As a background note, the Croatian Competition Act (“Act”) maintains a “two-step” approach in antitrust investigations. As the first step, following receipt of the complaint, the Agency will regularly conduct the pre-proceedings without opening the formal investigation against the alleged violator of the competition law rules. According to the Act, the purpose of these pre-proceedings is (i) to establish the situation on the relevant market and assess whether there are grounds for opening the formal proceedings and (ii) to assess whether alleged anticompetitive conduct has possibly only minor effect on effective competition on the relevant market. However, in the Agency’s practice this pre-investigation phase is used for a rather broad assessment of both facts and law, and clearly sets the tone of the later, formal investigation. In other words, at the end of this “informal” pre-investigation phase, the Agency would have already made certain conclusions (e.g. on the existence of the abusive behavior) and it would be a rather challenging task for the parties to overturn them in the subsequent formal proceedings.

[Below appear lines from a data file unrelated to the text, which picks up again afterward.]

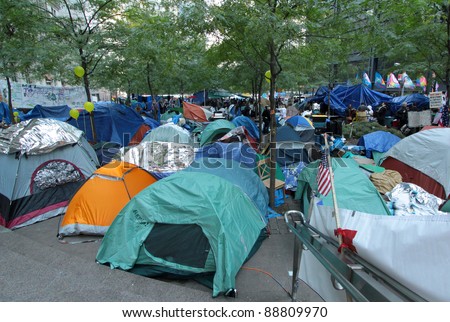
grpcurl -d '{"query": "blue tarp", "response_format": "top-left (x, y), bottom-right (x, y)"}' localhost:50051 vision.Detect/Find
top-left (194, 142), bottom-right (256, 168)
top-left (21, 104), bottom-right (72, 122)
top-left (67, 101), bottom-right (144, 146)
top-left (299, 86), bottom-right (347, 116)
top-left (357, 131), bottom-right (401, 158)
top-left (0, 102), bottom-right (11, 123)
top-left (332, 84), bottom-right (393, 110)
top-left (390, 94), bottom-right (430, 113)
top-left (231, 116), bottom-right (259, 140)
top-left (302, 84), bottom-right (393, 116)
top-left (186, 158), bottom-right (268, 218)
top-left (143, 117), bottom-right (160, 130)
top-left (0, 103), bottom-right (25, 124)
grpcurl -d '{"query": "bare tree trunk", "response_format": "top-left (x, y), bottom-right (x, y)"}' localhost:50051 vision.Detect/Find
top-left (6, 76), bottom-right (14, 124)
top-left (268, 41), bottom-right (277, 208)
top-left (256, 74), bottom-right (264, 149)
top-left (80, 49), bottom-right (96, 143)
top-left (146, 62), bottom-right (157, 120)
top-left (446, 4), bottom-right (450, 103)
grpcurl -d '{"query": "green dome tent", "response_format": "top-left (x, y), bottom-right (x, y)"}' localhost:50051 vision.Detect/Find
top-left (96, 171), bottom-right (267, 297)
top-left (199, 120), bottom-right (235, 147)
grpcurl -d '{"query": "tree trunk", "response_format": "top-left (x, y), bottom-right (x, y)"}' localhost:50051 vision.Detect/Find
top-left (6, 77), bottom-right (14, 124)
top-left (268, 42), bottom-right (277, 208)
top-left (146, 62), bottom-right (157, 120)
top-left (256, 74), bottom-right (264, 149)
top-left (446, 4), bottom-right (450, 103)
top-left (79, 49), bottom-right (96, 143)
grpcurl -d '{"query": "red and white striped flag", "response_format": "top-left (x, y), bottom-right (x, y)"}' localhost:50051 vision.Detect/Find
top-left (317, 149), bottom-right (331, 196)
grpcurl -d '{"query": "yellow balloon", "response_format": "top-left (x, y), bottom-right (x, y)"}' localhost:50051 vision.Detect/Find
top-left (74, 66), bottom-right (85, 78)
top-left (69, 108), bottom-right (80, 120)
top-left (84, 101), bottom-right (95, 113)
top-left (265, 70), bottom-right (271, 83)
top-left (13, 111), bottom-right (19, 117)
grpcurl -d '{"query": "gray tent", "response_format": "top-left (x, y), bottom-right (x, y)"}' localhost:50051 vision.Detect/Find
top-left (0, 119), bottom-right (99, 229)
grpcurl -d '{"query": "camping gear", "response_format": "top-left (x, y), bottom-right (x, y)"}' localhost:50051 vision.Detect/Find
top-left (0, 119), bottom-right (99, 229)
top-left (142, 123), bottom-right (193, 145)
top-left (217, 126), bottom-right (258, 151)
top-left (296, 158), bottom-right (390, 216)
top-left (275, 125), bottom-right (316, 166)
top-left (381, 128), bottom-right (450, 199)
top-left (67, 101), bottom-right (145, 147)
top-left (286, 115), bottom-right (314, 131)
top-left (122, 141), bottom-right (194, 179)
top-left (230, 116), bottom-right (260, 140)
top-left (58, 160), bottom-right (157, 237)
top-left (185, 158), bottom-right (268, 219)
top-left (357, 131), bottom-right (401, 158)
top-left (96, 170), bottom-right (267, 297)
top-left (256, 158), bottom-right (286, 202)
top-left (370, 169), bottom-right (403, 195)
top-left (199, 119), bottom-right (236, 147)
top-left (182, 101), bottom-right (212, 122)
top-left (294, 155), bottom-right (450, 301)
top-left (390, 94), bottom-right (430, 113)
top-left (386, 183), bottom-right (445, 216)
top-left (21, 104), bottom-right (72, 122)
top-left (195, 142), bottom-right (256, 168)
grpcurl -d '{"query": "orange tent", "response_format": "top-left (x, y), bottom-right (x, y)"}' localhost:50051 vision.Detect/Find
top-left (58, 160), bottom-right (157, 238)
top-left (183, 101), bottom-right (209, 122)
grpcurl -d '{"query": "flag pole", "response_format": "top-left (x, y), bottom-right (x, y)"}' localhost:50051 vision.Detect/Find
top-left (323, 134), bottom-right (342, 246)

Unfortunately, the importance of the pre-investigation phase is often overlooked by the undertakings that will typically not treat the Agency’s pre-investigation subpoenas with the urgency and seriousness that would be applied after the formal opening of the proceedings. The responses to such requests are more often than not delegated to lower/medium management levels (e.g. sales managers), are not particularly coordinated, and are not thoroughly checked by in-house counsel. Also, external counsel is often engaged only once the formal investigation is initiated. As a result, the Agency’s real concerns are often misread and the Agency generally receives raw, not systematized data (or requested documents) accompanied by summarized explanations prepared by the employees of the relevant business department within the company (e.g. procurement, sales, etc.). Due to the rather low level of “competition law awareness” these additional statements might cause more harm as they could contain various self-incriminating statements and disclosures.
In this case, NG decided to pursue a different route and to engage both top management and outside counsel at a very early phase in the process. As a result, NG managed to present its position to the Agency in a clear and legally well reasoned way thus avoiding the traps of self-incrimination and eventually succeeding in arguing that allegedly suspicious business practices had not been contrary to the provisions of the Act. The Agency’s decision rejecting the complaint (especially taking into account that the complaint had been submitted by the Croatian Chamber of Economy) clearly shows how important it is to engage with legal arguments in a very early stage of any Agency’s proceedings and to involve top people and legal advisors. It may also show that detailed dialogue with the Agency might be more efficient in this “informal” pre-investigation phase than in the later phase where the undertaking would face uphill struggle with an already built up case file and the Agency’s factual and legal conclusions.